What exactly would be the "right circumstances?" You mean, like a continued presence in a place like Afghanistan, where if we just stay another six months, things are sure to get better? Or a place like Syria, where we can certainly convert those Islamist rebels into America-lovers if we just give them some guns and missiles?
I'd like to know what country Fisher had in mind, when he developed this forced analogy.
But before even getting to Korea, are "we" American to begin with? With the Internet being such a huge place chances are "we" are not.
The error is to make a fetish of it. How the United States is viewed in the world is not concretely or directly related to the nation's ability to protect its interests, any more than whether or not a nation is a dictatorship or a democracy. (Yes, some will prattle on about "soft power," but that is pure rubbish. As Leslie Gelb said, "There is no hard power or soft power. There is only power.")
What binds the United States and South Korea is not democracy, nor is it friendly fellow feeling. It is overlapping and coinciding national interests, and it is a mistake for the United States to assume otherwise. So long as they do coincide, all will be well.
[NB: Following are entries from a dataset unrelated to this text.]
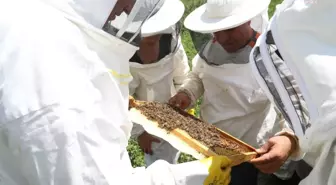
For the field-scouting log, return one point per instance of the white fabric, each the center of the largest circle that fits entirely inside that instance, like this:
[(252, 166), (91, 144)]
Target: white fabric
[(233, 101), (305, 37), (159, 82), (63, 116), (159, 23), (162, 151), (217, 15)]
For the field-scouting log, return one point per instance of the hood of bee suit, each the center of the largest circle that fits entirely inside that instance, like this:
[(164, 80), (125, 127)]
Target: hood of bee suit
[(94, 12)]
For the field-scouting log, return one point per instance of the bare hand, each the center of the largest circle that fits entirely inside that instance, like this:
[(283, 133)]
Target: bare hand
[(274, 153), (181, 100), (145, 142)]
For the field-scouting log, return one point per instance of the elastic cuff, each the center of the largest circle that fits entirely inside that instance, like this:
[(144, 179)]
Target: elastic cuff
[(297, 154)]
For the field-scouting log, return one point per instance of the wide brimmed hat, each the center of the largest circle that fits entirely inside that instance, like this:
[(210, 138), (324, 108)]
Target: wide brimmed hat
[(163, 20), (217, 15)]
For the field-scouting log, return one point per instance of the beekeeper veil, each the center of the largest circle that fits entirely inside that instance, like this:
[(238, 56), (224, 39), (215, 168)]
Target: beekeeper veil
[(151, 17), (139, 16), (218, 15)]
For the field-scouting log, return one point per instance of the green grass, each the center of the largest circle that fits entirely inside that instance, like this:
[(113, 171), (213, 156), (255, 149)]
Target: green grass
[(191, 42)]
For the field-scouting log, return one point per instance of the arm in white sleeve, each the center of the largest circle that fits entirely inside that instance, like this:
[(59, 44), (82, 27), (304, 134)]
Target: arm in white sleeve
[(181, 67), (134, 84), (193, 84), (61, 146)]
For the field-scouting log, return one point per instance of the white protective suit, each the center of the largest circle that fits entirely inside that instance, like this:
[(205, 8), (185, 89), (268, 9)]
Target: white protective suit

The interest they no longer do, the United States should not hesitate to move on.
In the case of South Korea, it is a mystery why we persist in defending a peninsula that we engaged in originally in part out of strategic miscalculation and the dynamics of the Cold War. North Korea is no longer the vanguard of an enemy alliance or ideology. It is time to let China, Japan and - oh yes, the fickle South Koreans hold the tiger's tail for a while.
We are a maritime power, and we are at an inherent disadvantage when we are forced to maintain a static defense on the Asian mainland. It is a disadvantage that China has not been slow to exploit, and it make s no sense for us to maintain it just because the South Koreans think well of us - right now.
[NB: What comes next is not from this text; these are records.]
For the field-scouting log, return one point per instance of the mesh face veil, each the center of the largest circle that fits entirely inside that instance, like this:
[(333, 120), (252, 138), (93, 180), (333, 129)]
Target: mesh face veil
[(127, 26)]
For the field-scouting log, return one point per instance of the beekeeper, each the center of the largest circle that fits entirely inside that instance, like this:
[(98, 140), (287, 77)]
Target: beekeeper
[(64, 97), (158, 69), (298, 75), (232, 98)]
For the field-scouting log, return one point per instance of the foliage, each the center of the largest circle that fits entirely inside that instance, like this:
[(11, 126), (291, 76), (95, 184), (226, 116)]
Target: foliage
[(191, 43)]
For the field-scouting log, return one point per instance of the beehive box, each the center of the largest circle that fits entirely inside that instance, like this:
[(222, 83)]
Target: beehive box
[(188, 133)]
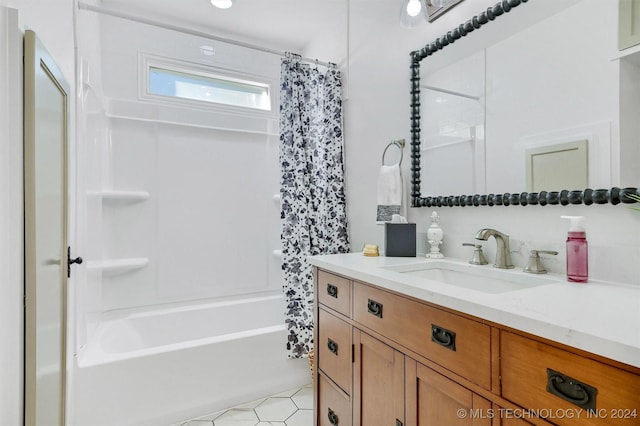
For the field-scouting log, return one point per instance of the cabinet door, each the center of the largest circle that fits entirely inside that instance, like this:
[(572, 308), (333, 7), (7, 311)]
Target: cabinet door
[(432, 399), (379, 383)]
You are right about that - but shy away from its implications. So long as the United States is defending South Korea - there being only a minimal reciprocal benefit for the U.S. - the North Koreans move us on and off tenterhooks according to their whim.
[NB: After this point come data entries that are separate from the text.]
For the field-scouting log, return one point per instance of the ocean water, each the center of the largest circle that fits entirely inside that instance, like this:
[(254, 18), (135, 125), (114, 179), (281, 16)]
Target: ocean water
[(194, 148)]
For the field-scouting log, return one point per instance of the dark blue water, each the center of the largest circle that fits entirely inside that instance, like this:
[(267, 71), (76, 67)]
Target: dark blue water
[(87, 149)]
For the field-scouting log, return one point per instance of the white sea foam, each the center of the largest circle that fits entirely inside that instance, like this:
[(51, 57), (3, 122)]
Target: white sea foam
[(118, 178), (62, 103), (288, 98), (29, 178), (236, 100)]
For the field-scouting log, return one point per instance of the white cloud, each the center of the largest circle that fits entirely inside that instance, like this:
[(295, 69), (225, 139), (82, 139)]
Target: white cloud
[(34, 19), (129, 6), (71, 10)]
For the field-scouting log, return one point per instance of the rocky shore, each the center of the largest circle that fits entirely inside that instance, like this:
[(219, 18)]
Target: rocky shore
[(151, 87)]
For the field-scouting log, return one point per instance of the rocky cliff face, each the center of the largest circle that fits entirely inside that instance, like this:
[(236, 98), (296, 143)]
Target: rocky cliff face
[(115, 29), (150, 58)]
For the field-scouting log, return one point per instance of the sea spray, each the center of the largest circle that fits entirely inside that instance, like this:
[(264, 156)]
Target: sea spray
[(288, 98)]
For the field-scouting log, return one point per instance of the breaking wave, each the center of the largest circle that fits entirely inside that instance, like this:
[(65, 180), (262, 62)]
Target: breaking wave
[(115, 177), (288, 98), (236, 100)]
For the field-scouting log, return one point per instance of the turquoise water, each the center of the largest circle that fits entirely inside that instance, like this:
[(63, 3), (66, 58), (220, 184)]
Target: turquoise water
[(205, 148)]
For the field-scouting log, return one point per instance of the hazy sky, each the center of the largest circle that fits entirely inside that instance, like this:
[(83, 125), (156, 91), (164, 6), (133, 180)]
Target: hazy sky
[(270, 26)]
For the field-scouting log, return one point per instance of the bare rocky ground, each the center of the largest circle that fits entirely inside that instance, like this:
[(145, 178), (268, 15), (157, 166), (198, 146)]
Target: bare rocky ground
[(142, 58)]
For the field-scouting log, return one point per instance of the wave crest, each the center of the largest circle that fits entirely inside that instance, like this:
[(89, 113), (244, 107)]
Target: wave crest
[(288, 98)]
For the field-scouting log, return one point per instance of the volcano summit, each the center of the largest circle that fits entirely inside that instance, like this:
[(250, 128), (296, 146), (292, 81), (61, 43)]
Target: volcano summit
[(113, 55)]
Take our forces off the peninsula, allow the U.S. - South Korea treaty to expire, and rely on a maritime - essentially air and sea - defense, and the United States regains strategic freedom of action while China is suddenly force to make sure that its patron behaves.
Your history lesson is accurate, but as I say, you do not seem to draw the necessary implications from it. Moreover, absolutely none of this remotely depends on whether or not the South Koreans like us.
In 1988, Seoul hosted the Summer Olympics to worldwide acclaim.
Chun Doo-hwan seized control of the government in 1979. He wasn't a bad guy really: he had his main rival for power, Kim Jae-gyu, the head of the Korean Central Intelligence Agency (KCIA) executed in 1980 in the basement of the Ministry of Defense headquarters across the street from where the US military 4-star commander, General John A. Wickham, Jr., had his headquarters. Kim Jae-gyu was the head of the group that murdered Park Chung-hee who ruled Korea before Chun took power.
Relations between the Republic of Korea (ROK) and the US were tense to say the least for Chun's first few years in office. By 1988, with numerous corruption scandals behind him, Chun announced he would step down and go into a sort of hermitage near Mt. Sorak. The Korean press found this very amusing.
During this time, the United States flew high altitude reconnaissance missions along the ROK side of the DMZ separating the two Koreas.
The North Koreans deployed many SAM (surface to air) missile sites along the DMZ. They were quite clever at moving their Soviet-supplied launchers around these sites and mixing it up with their decoy launchers.
One day in 1982, North Korea fired a SAM-2 (early Soviet version) at a US reconnaissance aircraft flying along its route. Now, the maximum effective altitude range of a SAM-2 is around 60,000 feet, and while the flight ceiling of the reconnaissance aircraft was considerably higher than that. The missile did not intercept the aircraft.
The ROK officers with knowledge of the incident were pretty upset; much more so than US counterparts.
The proposed courses of action – including whether or not to retaliate - were briefed to the US president about 24 hours later.
And since this incident never made the newspapers, now you know what the president decided.
I doubt he has even read Don Oberdorfer's excellent book, The Two Koreas. Mr. Oberdorfer wrote for the
Washington Post for more than 25 years and he spent a considerable amount of time in Korea.
Mr. Fisher may be young and hip, but he is in way over his head and has a long way to do if he wants to
produce quality journalism.
South Korea was always pro-american, but about 10-20 years ago the new generation questioned why they had to put up with U.S. on their soil. North Korea was not a threat any more, right?
Well, that changed. About 10 years ago, North Korea started their nuclear ambitions in earnest, they've been shooting rockets off, and detonated a crude atomic bomb.
And who stood by them? The Americans.
To summarize: The reason the N. Koreans currently love us is because we DIDN'T CHANGE, and we continued to support them.
But, we all know the obvious reason for this high approval of America by the Kenyans, don't we?